A assert failure when initdb with track_commit_timestamp=on
Hi,
When working with the commit_ts module, I find the following issue:
After configure with --enable-cassert option, then initdb with:
initdb -D x2 -c track_commit_timestamp=on
Then we can get the following core dump:
0 in raise of /lib/x86_64-linux-gnu/libc.so.6
1 in abort of /lib/x86_64-linux-gnu/libc.so.6
2 in ExceptionalCondition of assert.c:66
3 in TransactionIdSetCommitTs of commit_ts.c:257
4 in SetXidCommitTsInPage of commit_ts.c:236
5 in TransactionTreeSetCommitTsData of commit_ts.c:192
6 in RecordTransactionCommit of xact.c:1468
7 in CommitTransaction of xact.c:2365
8 in CommitTransactionCommandInternal of xact.c:3202
9 in CommitTransactionCommand of xact.c:3163
10 in BootstrapModeMain of bootstrap.c:390
11 in main of main.c:210
The reason are TransactionIdSetCommitTs think the given xid must be
normal
static void
TransactionIdSetCommitTs(TransactionId xid, TimestampTz ts,
RepOriginId nodeid, int slotno)
{
...
Assert(TransactionIdIsNormal(xid));
}
However this is not true in BootstrapMode, this failure is masked by
default because TransactionTreeSetCommitTsData returns fast when
track_commit_timestamp is off.
void
TransactionTreeSetCommitTsData(TransactionId xid, int nsubxids,
TransactionId *subxids, TimestampTz timestamp,
RepOriginId nodeid)
{
/*
* No-op if the module is not active.
*
*/
if (!commitTsShared->commitTsActive)
return;
..
}
I can't think out a meaningful reason to record the commit timestamp for a
BootstrapTransactionId or FrozenTransactionId, so I think bypass it in
TransactionTreeSetCommitTsData could be a solution. Another solution is
just removing the Assert in TransactionIdSetCommitTs, it works during
initdb test at least.
I include both fixes in the attachment, I think just one of them could
be adopted however.
--
Best Regards
Andy Fan
Attachments:
v1-0001-Fix-the-Assert-failure-when-initdb-with-track_com.patchtext/x-diffDownload+7-3
On Wed, Jul 02, 2025 at 12:38:01AM +0000, Andy Fan wrote:
However this is not true in BootstrapMode, this failure is masked by
default because TransactionTreeSetCommitTsData returns fast when
track_commit_timestamp is off.
Agreed that there is no point in registering a commit timestamp in
the cases of a frozen and bootstrap XIDs. I would recommend to keep
the assertion in TransactionIdSetCommitTs(), though, that still looks
useful to me for the many callers of this routine, at least as a
sanity check.
I did not check, but usually we apply filters based on
IsBootstrapProcessingMode() for code paths that we do not want to
reach while in bootstrap mode. Could the same be done here?
--
Michael
Michael Paquier <michael@paquier.xyz> writes:
Hi,
On Wed, Jul 02, 2025 at 12:38:01AM +0000, Andy Fan wrote:
However this is not true in BootstrapMode, this failure is masked by
default because TransactionTreeSetCommitTsData returns fast when
track_commit_timestamp is off.Agreed that there is no point in registering a commit timestamp in
the cases of a frozen and bootstrap XIDs. I would recommend to keep
the assertion in TransactionIdSetCommitTs(), though, that still looks
useful to me for the many callers of this routine, at least as a
sanity check.
Yes, The assert also guard the InvalidTransactionId. So I removed this
solution in v2. Another reason for this is: if we allowed
BooststrapTransactionId in the commit_ts, it introduces something new to
this module when initdb with track_commit_timestamp=on. This risk might
be very low, but it can be avoided easily with the another solution.

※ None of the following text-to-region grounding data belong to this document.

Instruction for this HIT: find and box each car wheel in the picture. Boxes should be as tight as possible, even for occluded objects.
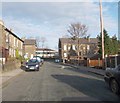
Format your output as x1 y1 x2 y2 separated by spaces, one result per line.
110 79 119 94
36 68 39 71
25 69 28 72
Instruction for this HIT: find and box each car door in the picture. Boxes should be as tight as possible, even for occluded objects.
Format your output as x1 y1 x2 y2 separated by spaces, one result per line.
116 65 120 85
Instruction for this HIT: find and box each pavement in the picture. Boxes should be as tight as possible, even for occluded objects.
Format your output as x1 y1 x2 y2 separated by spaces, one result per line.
61 63 105 76
0 68 24 86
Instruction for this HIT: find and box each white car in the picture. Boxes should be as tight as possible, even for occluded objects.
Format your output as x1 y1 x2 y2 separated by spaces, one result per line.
33 56 42 65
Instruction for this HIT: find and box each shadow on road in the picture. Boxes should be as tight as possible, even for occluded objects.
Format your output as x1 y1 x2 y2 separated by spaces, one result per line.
52 74 120 101
60 64 104 78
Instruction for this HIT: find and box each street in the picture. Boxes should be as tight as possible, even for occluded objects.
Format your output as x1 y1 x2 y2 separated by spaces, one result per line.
2 62 120 101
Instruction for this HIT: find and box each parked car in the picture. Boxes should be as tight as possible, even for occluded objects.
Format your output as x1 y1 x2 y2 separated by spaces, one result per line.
41 59 44 64
104 64 120 95
55 59 60 63
33 56 42 66
25 59 40 71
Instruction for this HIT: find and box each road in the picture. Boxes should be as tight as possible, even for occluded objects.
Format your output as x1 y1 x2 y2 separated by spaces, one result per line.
2 62 120 101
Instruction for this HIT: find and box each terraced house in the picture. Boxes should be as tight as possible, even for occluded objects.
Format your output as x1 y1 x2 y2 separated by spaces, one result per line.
0 20 23 63
59 38 99 65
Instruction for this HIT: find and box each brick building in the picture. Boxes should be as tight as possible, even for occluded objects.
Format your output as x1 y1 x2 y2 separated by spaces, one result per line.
0 20 23 63
59 38 99 65
23 39 37 59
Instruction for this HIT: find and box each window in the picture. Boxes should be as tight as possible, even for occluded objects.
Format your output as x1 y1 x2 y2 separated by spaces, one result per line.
64 53 67 57
36 52 43 54
87 45 90 50
14 49 16 57
14 37 16 46
21 42 23 49
72 45 76 50
17 40 18 47
83 46 86 50
68 46 70 50
117 64 120 71
9 48 11 56
64 45 67 50
6 33 9 43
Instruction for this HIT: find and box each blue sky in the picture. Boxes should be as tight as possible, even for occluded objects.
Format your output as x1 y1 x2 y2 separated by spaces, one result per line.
1 0 119 50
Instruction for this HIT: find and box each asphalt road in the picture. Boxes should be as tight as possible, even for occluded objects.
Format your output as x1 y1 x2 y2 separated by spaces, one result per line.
2 62 120 101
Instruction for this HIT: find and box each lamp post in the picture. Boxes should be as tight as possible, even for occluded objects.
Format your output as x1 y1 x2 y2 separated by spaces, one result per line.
99 0 105 69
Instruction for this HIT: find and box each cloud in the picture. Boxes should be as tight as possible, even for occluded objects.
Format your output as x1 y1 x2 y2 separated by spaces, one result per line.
1 0 120 2
2 2 118 49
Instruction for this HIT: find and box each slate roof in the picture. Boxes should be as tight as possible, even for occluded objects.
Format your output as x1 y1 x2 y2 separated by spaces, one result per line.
59 38 98 44
5 28 24 42
23 39 36 45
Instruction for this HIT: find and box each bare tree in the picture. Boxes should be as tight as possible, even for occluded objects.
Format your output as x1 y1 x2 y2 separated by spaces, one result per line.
36 36 40 48
35 36 47 48
67 22 88 39
40 37 47 48
67 22 88 65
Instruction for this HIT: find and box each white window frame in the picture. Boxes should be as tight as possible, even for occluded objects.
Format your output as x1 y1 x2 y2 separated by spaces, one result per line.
14 37 16 46
21 42 23 49
64 44 67 51
64 53 67 57
72 45 76 50
17 40 18 47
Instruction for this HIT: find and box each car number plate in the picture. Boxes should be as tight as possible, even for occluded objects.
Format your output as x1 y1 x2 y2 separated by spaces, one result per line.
30 67 34 69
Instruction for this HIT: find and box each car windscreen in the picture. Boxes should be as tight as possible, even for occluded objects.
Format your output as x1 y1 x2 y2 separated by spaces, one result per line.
117 64 120 70
33 57 41 62
28 59 39 64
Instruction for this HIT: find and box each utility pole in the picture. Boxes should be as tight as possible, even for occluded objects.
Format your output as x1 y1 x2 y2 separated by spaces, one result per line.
99 0 105 69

I did not check, but usually we apply filters based on
IsBootstrapProcessingMode() for code paths that we do not want to
reach while in bootstrap mode. Could the same be done here?

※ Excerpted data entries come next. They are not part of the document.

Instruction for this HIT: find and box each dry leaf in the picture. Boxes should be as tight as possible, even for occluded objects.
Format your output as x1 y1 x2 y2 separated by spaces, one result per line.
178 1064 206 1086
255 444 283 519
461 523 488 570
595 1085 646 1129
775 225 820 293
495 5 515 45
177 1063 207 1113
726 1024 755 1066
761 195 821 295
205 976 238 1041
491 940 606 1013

I think you are right. so I used IsBootstrapProcessingMode in v2.
--
Best Regards
Andy Fan
Attachments:
v2-0001-Don-t-record-commit_ts-in-bootstarp-mode.patchtext/x-diffDownload+6-1
Hi,
On Wed, Jul 02, 2025 at 01:38:18AM +0000, Andy Fan wrote:
Michael Paquier <michael@paquier.xyz> writes:
Hi,
On Wed, Jul 02, 2025 at 12:38:01AM +0000, Andy Fan wrote:
However this is not true in BootstrapMode, this failure is masked by
default because TransactionTreeSetCommitTsData returns fast when
track_commit_timestamp is off.Agreed that there is no point in registering a commit timestamp in
the cases of a frozen and bootstrap XIDs. I would recommend to keep
the assertion in TransactionIdSetCommitTs(), though, that still looks
useful to me for the many callers of this routine, at least as a
sanity check.Yes, The assert also guard the InvalidTransactionId. So I removed this
solution in v2. Another reason for this is: if we allowed
BooststrapTransactionId in the commit_ts, it introduces something new to
this module when initdb with track_commit_timestamp=on. This risk might
be very low, but it can be avoided easily with the another solution.I did not check, but usually we apply filters based on
IsBootstrapProcessingMode() for code paths that we do not want to
reach while in bootstrap mode. Could the same be done here?I think you are right. so I used IsBootstrapProcessingMode in v2.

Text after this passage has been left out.